Japan Airlines Co.’s net profit for the six months to September dropped 17.8 percent to $833 million, as the strong yen and rising fuel costs bit into its bottom line, JAL said Thursday.
But it boosted its outlook for the full year, striking an optimistic note on prospects for customer numbers on both domestic and international flights.
In a half that saw the grounding of its fleet of Boeing 787 Dreamliners after a series of safety glitches, the company said it had made ¥81.94 billion, with an operating profit that was down 14.6 percent at ¥95.84 billion.
Sales, however, edged up 4.0 percent to ¥659.30 billion.
The numbers were healthier than main rival All Nippon Airways Co., which issued a grim earnings report, citing high fuel costs and the worldwide grounding of Boeing’s next generation aircraft as contributing factors.
JAL, which returned to the market last year after a high-profile bankruptcy, did not give a specific reason for its weaker earnings.
But the depreciation of the yen, which has slid to around 100 to the dollar compared with 80 a year ago, was seen amplifying the cost of fuel as well as user fees for international airports.
Japan’s thorny ties with its neighbors also dented demand for flights to South Korea and China.
Tokyo is embroiled in separate territorial spats with both countries.
But JAL said revenues from its international services increased “despite the suspension of Boeing 787 flights and stagnant demand on Korea and China routes.”
“On June 1, 2013, JAL resumed operation of the Boeing 787 on completing . . . all necessary safety measures, after battery problems grounded the fleet in January 2013 and caused substantial concerns and inconvenience,” the carrier said.
JAL and ANA were stung by the January grounding of Boeing’s new aircraft. After a long-running probe, the planes were allowed to fly again in June.

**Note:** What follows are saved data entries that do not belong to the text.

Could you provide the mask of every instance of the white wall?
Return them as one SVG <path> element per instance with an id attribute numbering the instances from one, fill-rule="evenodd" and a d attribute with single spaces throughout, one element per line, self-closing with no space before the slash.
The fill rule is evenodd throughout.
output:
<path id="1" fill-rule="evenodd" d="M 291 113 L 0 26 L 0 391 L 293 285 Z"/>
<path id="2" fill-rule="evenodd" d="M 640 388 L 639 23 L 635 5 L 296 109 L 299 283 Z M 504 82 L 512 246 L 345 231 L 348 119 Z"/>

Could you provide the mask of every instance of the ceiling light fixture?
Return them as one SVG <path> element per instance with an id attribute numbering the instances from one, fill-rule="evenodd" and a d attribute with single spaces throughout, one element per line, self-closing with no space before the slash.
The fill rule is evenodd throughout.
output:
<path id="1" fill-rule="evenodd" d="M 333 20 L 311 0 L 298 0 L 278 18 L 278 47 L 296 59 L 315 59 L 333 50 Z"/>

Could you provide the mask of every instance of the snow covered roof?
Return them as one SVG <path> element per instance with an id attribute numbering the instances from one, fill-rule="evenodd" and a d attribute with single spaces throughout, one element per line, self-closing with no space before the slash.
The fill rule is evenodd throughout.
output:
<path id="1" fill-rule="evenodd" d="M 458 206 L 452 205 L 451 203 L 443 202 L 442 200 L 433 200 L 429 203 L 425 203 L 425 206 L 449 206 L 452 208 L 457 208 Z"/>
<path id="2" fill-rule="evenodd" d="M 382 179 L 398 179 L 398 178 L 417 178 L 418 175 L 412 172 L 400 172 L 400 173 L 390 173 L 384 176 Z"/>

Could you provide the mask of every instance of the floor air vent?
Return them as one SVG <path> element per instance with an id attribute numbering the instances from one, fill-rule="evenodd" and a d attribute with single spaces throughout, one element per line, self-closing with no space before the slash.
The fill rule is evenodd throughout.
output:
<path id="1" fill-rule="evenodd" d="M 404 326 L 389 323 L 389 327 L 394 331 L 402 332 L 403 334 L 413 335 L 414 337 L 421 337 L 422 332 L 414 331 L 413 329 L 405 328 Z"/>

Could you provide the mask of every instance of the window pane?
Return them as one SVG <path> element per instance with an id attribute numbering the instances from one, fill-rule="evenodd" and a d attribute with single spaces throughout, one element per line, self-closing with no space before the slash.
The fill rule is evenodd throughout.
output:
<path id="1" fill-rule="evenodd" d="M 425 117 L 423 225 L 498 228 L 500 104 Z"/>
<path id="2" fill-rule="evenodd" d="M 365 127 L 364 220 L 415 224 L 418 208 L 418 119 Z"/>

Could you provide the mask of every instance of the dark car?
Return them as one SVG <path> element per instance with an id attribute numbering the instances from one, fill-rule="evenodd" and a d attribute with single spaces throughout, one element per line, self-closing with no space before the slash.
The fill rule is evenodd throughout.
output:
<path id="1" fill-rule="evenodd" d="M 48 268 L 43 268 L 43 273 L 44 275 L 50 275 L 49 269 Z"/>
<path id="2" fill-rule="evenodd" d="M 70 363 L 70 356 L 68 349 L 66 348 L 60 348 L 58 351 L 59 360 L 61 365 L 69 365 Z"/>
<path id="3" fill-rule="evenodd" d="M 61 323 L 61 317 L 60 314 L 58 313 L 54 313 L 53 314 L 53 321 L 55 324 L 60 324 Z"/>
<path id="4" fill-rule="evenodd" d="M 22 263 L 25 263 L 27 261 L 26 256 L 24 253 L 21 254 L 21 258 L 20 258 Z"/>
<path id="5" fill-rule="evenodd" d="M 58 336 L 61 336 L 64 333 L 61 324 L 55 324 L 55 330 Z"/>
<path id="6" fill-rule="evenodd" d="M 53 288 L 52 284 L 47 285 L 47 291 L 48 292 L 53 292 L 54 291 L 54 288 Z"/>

JAL said it increased the use of the fuel-efficient Dreamliner on international flights to increase overall efficiency, while reducing Narita-Beijing flights because of shrinking demand.
Domestic flights also fared well, with expanded routes and improved services, including upgraded airport lounges.
Unlike ANA, which cut its full year profit forecasts by two-thirds, one-time flag carrier JAL upgraded its annual forecasts, citing strong demand for flights to Southeast Asia and cost-cutting efforts.
The figures were also expected to benefit from an adjustment in foreign exchange movements and falling fuel prices.
The new net profit projection came to ¥128 billion, up from the previous estimate of ¥118 billion.
Operating profit is now expected to come in at ¥155 billion, compared with ¥140 billion, on sales of ¥1.286 trillion, up from ¥1.272 trillion.